This one is weird.
I actually did everything “right”:
found a real pain
validated it
researched the market
checked similar products
shamelessly borrowed some design ideas here and there to make building easier
On paper, this should be the fun part.
Normally, when I decide to build something, I go full goblin mode:
10-hour days, several days in a row, pure flow, zero resistance.
But this time… nothing.
I’ve been procrastinating since December.
The product is not finished, and I just can’t force myself to work on it. No excitement, no drive — just avoidance.
I’m trying to understand why:
winter hibernation?
burnout from building too many things?
or maybe the uncomfortable truth: I don’t actually like this product, even if it “makes sense”?
I honestly don’t know.
Has anyone experienced this?
When you know the idea is solid, but your brain just refuses to ship?
Would love to hear how you dealt with it (or if you just abandoned the project and moved on).
I don't know if it's just me, but when this happens to me...just powering through doesn't help. I'm not a procrastinator, if I decide I have to do something I'll do it. And I'll even be confident I'm not making my lack of enthusiasm impact the outcome. And still, at the end I'll look at the result and it'll be quite apparent I didn't go that necessary extra-mile that makes the difference between something that exudes success potential and something that will just go nowhere. Passion (or lack thereof) is always apparent in my output, even when I look for an objective opinion in others.
Great reply, thank you for sharing.
My passion is back; it seems it was a temporary pause idk why it happened. I have a new project in mind, so everything is fortunately back to normal.
yeah, procrastinating on a project you believe in is something i've struggled with too.
i once sat on an idea for months because i kept doubting if it was worth the time. what helped me was breaking things down into tiny tasks and reminding myself even small progress counts. also, getting honest feedback early saved me from spinning my wheels.

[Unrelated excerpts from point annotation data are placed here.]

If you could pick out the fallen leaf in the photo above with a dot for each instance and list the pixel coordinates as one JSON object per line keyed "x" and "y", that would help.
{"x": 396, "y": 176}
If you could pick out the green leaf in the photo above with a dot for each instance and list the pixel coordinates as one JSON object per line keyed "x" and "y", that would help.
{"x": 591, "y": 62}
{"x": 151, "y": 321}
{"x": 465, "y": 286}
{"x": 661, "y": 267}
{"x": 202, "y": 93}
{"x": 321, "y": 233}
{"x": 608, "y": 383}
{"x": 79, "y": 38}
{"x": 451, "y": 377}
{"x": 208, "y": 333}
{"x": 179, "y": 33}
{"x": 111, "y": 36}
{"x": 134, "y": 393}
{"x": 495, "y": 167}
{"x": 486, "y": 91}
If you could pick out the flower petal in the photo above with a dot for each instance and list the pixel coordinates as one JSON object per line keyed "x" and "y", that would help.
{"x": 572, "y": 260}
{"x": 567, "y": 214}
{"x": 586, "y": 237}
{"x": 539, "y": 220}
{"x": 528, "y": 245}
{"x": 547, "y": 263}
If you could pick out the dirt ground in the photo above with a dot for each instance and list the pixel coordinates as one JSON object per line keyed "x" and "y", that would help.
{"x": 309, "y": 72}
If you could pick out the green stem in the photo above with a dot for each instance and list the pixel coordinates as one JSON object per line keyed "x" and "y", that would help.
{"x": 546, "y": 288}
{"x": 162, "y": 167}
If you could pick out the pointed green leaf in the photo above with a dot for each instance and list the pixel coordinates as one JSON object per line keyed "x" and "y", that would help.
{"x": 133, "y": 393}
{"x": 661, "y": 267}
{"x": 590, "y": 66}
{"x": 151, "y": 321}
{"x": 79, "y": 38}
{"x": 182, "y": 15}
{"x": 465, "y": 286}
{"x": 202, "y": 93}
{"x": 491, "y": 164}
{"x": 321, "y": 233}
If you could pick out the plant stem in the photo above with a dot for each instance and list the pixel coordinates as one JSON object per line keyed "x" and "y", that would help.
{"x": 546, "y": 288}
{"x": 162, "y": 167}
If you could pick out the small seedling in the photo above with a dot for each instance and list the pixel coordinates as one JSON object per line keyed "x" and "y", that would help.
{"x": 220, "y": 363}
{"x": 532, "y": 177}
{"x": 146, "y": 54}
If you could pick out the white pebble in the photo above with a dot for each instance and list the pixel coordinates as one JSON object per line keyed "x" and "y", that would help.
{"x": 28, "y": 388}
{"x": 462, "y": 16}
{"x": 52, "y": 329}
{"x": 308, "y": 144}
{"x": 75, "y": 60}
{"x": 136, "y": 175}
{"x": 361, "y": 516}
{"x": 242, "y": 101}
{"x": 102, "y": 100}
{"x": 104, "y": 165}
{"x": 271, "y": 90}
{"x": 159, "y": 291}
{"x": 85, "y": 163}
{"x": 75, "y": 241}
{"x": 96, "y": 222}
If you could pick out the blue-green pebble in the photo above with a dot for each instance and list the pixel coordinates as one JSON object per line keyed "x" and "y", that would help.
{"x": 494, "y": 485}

• break your idea into tiny, manageable steps so it feels less scary
• talk to a few potential users before coding to get some early validation
• set a tiny daily goal — even 15 mins of focused work can build momentum
• try writing down the worst-case scenario to get that fear out of your head
• find someone else building to share progress with for accountability
What’s the main thing holding you back from jumping in? fear of failure or something else?
Hi there, thank you for your feedback — your advice makes a lot of sense.
After writing this post and reading the supportive comments, I managed to pull myself together. I actually finished the extension about an hour ago and just submitted it to the Google Store. Sometimes you really just need a small kick to get things done 🙂
Congratulations on breaking through and getting your extension submitted! 🎉 That's a huge win.
Your approach of breaking things down and seeking early validation really resonates with me. I've found that the fear of building something nobody wants is often more paralyzing than the fear of failure itself. One thing that helped me was treating the first version as a "learning prototype" rather than a finished product—it takes some pressure off.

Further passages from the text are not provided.